Махнув про себя рукой, Веретинский решил не изобретать велосипед и изложить выводы из своей монографии.
На первом ряду расхныкался маленький мальчик в джинсовом комбинезоне. Молодая мамаша то гладила дитятю по бритой голове, то подсовывала ему красное яблоко, то качала на ноге. Ребенок, встревоженный скоплением вокруг него безразличных незнакомцев, совал пальцы в рот и выражал недовольство на своем языке. Наконец молодой человек по соседству с мамашей, не выдержав, повернулся к малышу, выставил перед ним ладонь и продекламировал, загибая пальцы:
— Сорока-сорока, кашу варила, кашу варила, деток кормила. Этому дала, этому дала, этому дала, этому дала, а маленькому Мишке досталась мелочишка. Шу-у-у, полетели, на головушку сели!
Загипнотизированный ребенок с опаской пощупал лоб, словно искал отметину от прикосновения таинственного дяди. Онемевшая мамаша крепче прижала дитятю к себе.
Глеб, опасавшийся криков и разбирательств, выдохнул.
Модератор Матвей представил залу участников дискуссии, ошибочно назвав Веретинского Вертинским, и на основании старшинства подал микрофон Гарифуллину. Громогласно кашлянув, толстяк толкнул речь о независимости творческого субъекта, от которого требуется не потакать толпе и не брать подачек у власти, быть зорким и бдительным.
— Главное — это сохранять чуткость. Тогда муза обязательно придет. Может, даже ляжет с вами, — закончил Гарифуллин и гоготнул для верности.
Лана поморщилась. Глеб только сейчас почувствовал, что от нее разит дешевым табаком.
— Чтобы спать с музой, художник должен быть честным, — заключил Матвей, забирая микрофон. — Что ж, достойный рецепт от Рамиля Гарифуллина. Теперь же я доверю слово Глебу Вертинскому. Это искусствовед, доцент Казанского университета, автор известной монографии о русском авангарде. Итак, Глеб, где та интонация и та инъекция, что нужны эпохе?

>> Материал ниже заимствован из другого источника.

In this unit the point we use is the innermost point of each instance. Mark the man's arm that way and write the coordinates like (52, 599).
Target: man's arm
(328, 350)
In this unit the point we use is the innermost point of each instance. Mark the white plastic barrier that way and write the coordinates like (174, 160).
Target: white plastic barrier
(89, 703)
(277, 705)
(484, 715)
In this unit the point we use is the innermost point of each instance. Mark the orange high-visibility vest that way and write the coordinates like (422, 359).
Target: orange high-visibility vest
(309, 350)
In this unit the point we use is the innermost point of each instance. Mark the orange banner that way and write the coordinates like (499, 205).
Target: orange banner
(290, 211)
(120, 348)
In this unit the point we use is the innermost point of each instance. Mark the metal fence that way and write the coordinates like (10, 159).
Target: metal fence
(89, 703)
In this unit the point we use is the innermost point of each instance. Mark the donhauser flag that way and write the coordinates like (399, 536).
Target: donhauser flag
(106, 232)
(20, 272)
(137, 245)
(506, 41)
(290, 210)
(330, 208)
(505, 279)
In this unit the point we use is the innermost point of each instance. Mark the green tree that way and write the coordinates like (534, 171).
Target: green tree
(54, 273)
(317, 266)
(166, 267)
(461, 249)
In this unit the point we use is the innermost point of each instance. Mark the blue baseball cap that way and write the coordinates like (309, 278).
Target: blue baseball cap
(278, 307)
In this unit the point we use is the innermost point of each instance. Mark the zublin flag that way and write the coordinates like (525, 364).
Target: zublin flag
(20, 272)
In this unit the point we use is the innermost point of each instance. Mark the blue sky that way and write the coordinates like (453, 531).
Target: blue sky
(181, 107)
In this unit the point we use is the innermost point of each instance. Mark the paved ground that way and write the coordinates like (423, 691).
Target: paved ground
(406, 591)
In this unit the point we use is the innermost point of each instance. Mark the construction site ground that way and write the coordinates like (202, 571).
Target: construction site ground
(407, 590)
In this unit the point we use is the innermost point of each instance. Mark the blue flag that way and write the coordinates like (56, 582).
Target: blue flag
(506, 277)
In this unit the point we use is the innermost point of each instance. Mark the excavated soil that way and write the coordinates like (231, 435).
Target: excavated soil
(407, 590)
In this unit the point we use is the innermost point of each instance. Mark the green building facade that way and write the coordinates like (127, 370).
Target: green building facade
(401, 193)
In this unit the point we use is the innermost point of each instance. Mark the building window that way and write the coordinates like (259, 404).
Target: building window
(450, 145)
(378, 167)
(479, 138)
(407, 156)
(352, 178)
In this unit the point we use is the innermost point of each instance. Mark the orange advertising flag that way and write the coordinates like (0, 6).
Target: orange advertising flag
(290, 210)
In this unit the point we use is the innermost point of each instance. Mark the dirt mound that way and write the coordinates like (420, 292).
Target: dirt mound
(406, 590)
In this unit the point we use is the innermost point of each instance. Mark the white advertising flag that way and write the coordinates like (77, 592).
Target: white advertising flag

Преподаватель безо всякой необходимости кашлянул и произнес:
— На самом деле я Веретинский. Как Вертинский, только Веретинский. Спеть я вам, пожалуй, не спою, но соображениями поделюсь. Как вы поняли, сам я не художник даже приблизительно. Музы меня не навещают, и о художественной практике я имею весьма отдаленные представления. Тем не менее все мы — и художники, и искусствоведы, и критики, и писатели, и даже некоторые журналисты — все мы плывем в одной лодке. Некоторые называют нас интеллигентами, некоторые — интеллектуалами. Некоторые предпочитают не называть никак. Нас объединяет то, что нас не воспринимают всерьез. Как говорил совсем в другое время и совсем по другому поводу Василиск Гнедов, «нас считают дураками, а мы, дураки, лучше умных».
Глеб с волнением осознавал, что течение относит его в сторону. И кто мешал подготовить нормальную речь?